Singapore CBD’s Q4 Grade A office vacancy rate hits record highs since 2018
The vacancy rate rose to 8% in Q4.
From data compiled by Savills, the vacancy rate of CBD Grade A offices rose 1.8 ppts QoQ to 8.0%, the highest since Q1/2018 when it reached 8.8% with the inclusion of Marina One West Tower to the stock.
“In the last quarter of 2024, the jump in vacancy was attributed to the addition of IOI Central Boulevard Towers (with NLA of nearly 1.26 million sq ft) to the office stock. Vacancy rates would have remained unchanged if IOI Central Boulevard Towers was excluded, signalling a relatively stable leasing market in the quarter,” the report said.
Here’s more from Savills:
Compared against the same period a year ago, vacancy rate of overall CBD Grade A offices rose 1.5 ppts, a reversal from the three consecutive quarters of YoY declines. Vacancy rates of Grades AAA and AA increased 4.8 ppts and 0.2 ppts QoQ to 9.4% and 6.9% respectively in the quarter.
For Grade AA offices, this was the fourth consecutive quarter of increase. On the other hand, vacancy rate of Grade A offices contracted 1.4 ppts QoQ to 6.0% in Q4/2024 after two consecutive quarters of increase. On a YoY basis, vacancy rate of both Grades AA and AAA offices grew 1.8 ppts and 2.6 ppts respectively, while that of Grade A offices contracted 1.4 ppts.
Despite the surge in overall CBD Grade A offices in 2024, net demand remained positive for the third consecutive year, albeit at a moderated pace, at 285,000 sq ft for the whole of 2024. This was lower than the 622,000 sq ft in 2022 and 444,000 sq ft in 2023.

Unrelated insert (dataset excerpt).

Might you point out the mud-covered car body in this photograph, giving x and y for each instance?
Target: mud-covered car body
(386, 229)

By location, except for Raffles Place, City Hall and Orchard Road, where the vacancy rates declined QoQ, the other submarkets recorded quarterly increases in vacancy rates in the quarter. The vacancy rate in Orchard Road declined 0.7 of a ppt to 1.5% while that at Raffl es Place fell 0.4 of a ppt to 8.1%. For the City Hall area, it was the second consecutive quarter of decrease.
Among the submarkets that recorded quarterly increases, the largest growth was from Marina Bay, rising 7.6 ppts to 12.0%, which was attributed to the addition of the newly completed IOI Central Boulevard Towers. Vacancy rates in the other submarkets rose between 0.7 of a ppt and 0.9 of a ppt in Q4/2024. This was the second consecutive quarter of increase for Beach Road/Middle Road, and was led by increases in vacancy rates in Duo Tower and Gateway West.
On a YoY basis, the growth in vacancy rates of four submarkets was outweighed by the decline in vacancy rates of the remaining three submarkets, leading to overall higher vacancy rates of CBD Grade A offices compared to Q4/2024. Increases in vacancy rates ranged from 0.1 of a ppt to 7.1 ppts, with the largest coming from Marina Bay.
On the other hand, YoY declines in vacancy rates were between 0.6 of a ppt and 3.6 ppts, and the largest decrease was from City Hall. This was due to the relatively high occupancy of Guoco Midtown since its addition into the office stock in Q1/2023.